The organization Clay hunts down doesn’t require explanation. No need for grim-faced executives droning through a monologue. You have Jeremy Irons right there. Who better to chew the scenery and elevate a scene than the man who played Simon Gruber and Scar? Additionally, Josh Hutcherson plays Derek Danforth, the very privileged, drugged-out, bitcoin-obsessed leader of the company that killed Mrs. Parker. Hutcherson has a lot of fun as Danforth, and he presents a unique ability to taunt and frustrate Clay. Danforth can call in favours from his former C.I.A. director (Jeremy Irons) and his mother, the President of the United States (Jemma Redgrave)—not kidding about that—to sic federal agents on Clay.

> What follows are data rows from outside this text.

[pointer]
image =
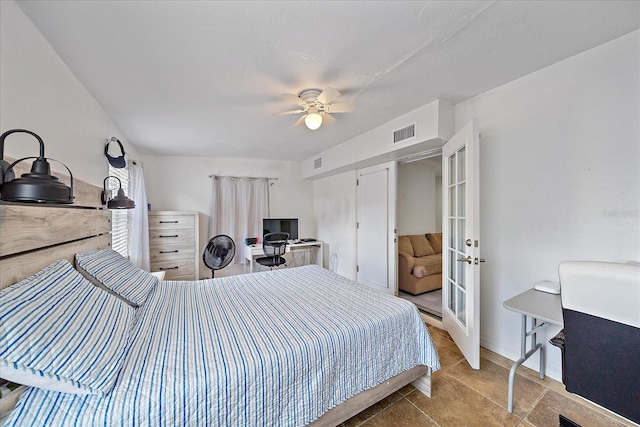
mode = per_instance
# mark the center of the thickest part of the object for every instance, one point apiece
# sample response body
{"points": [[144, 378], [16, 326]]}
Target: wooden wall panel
{"points": [[17, 267], [28, 227]]}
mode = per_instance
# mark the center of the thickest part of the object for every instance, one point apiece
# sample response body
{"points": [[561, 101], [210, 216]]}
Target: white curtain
{"points": [[237, 209], [138, 220]]}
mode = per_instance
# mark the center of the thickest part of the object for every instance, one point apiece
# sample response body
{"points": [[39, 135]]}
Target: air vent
{"points": [[317, 163], [404, 133]]}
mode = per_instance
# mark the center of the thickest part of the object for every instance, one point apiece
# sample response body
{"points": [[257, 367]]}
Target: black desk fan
{"points": [[218, 253]]}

But that adds to the film’s detriment. The story drags following both FBI agents chasing Clay more than the litany of scenes featuring worried phone calls between Danforth operatives. Worse, one of the agents is Mrs. Parker’s daughter (Emmy Raver-Lampman). It makes no sense that she would be Clay’s chief antagonist in law enforcement, even under presidential orders. Wimmer added this element to round out the film, but it ends as a trimmable subplot no one would miss.

For a film that leans hard into replacing the over-the-top action vehicles the ’80s and ’90s regularly churned out, The Beekeeper also leans more self-aware. “To bee or not to bee” is an actual line in the film. Off of two underwhelming films (Suicide SquadThe Tax Collector), David Ayer brings more energy behind the camera here. Ayer commits to the bee motif, linking scenes of Clay harvesting from the bees to Eloise getting scammed and, later, when Clay uses honey to burn someone to death. The fight choreography is clean, easy to follow, and bone-crunching for the action purists. The biggest qualm with Ayer’s direction is the abrupt ending. It’s unclear if that cliffhanger serves to set up a sequel, but many people will likely leave the film confused.

Recommending films in the doldrums of January/February is grading on a curve. The Beekeeper won’t change your mind about Jason Statham, but for what the film is, it has fun with its premise and isn’t overly grim. With the exception of Ayer indulging several conspiracy theories mid-film, this would be a slam dunk recommendation. Still, with low expectations and a love of older action movies, the presence of Statham might convince you to see this in theatres instead of on Prime Video.

The Beekeeper hits theatres January 12, 2024.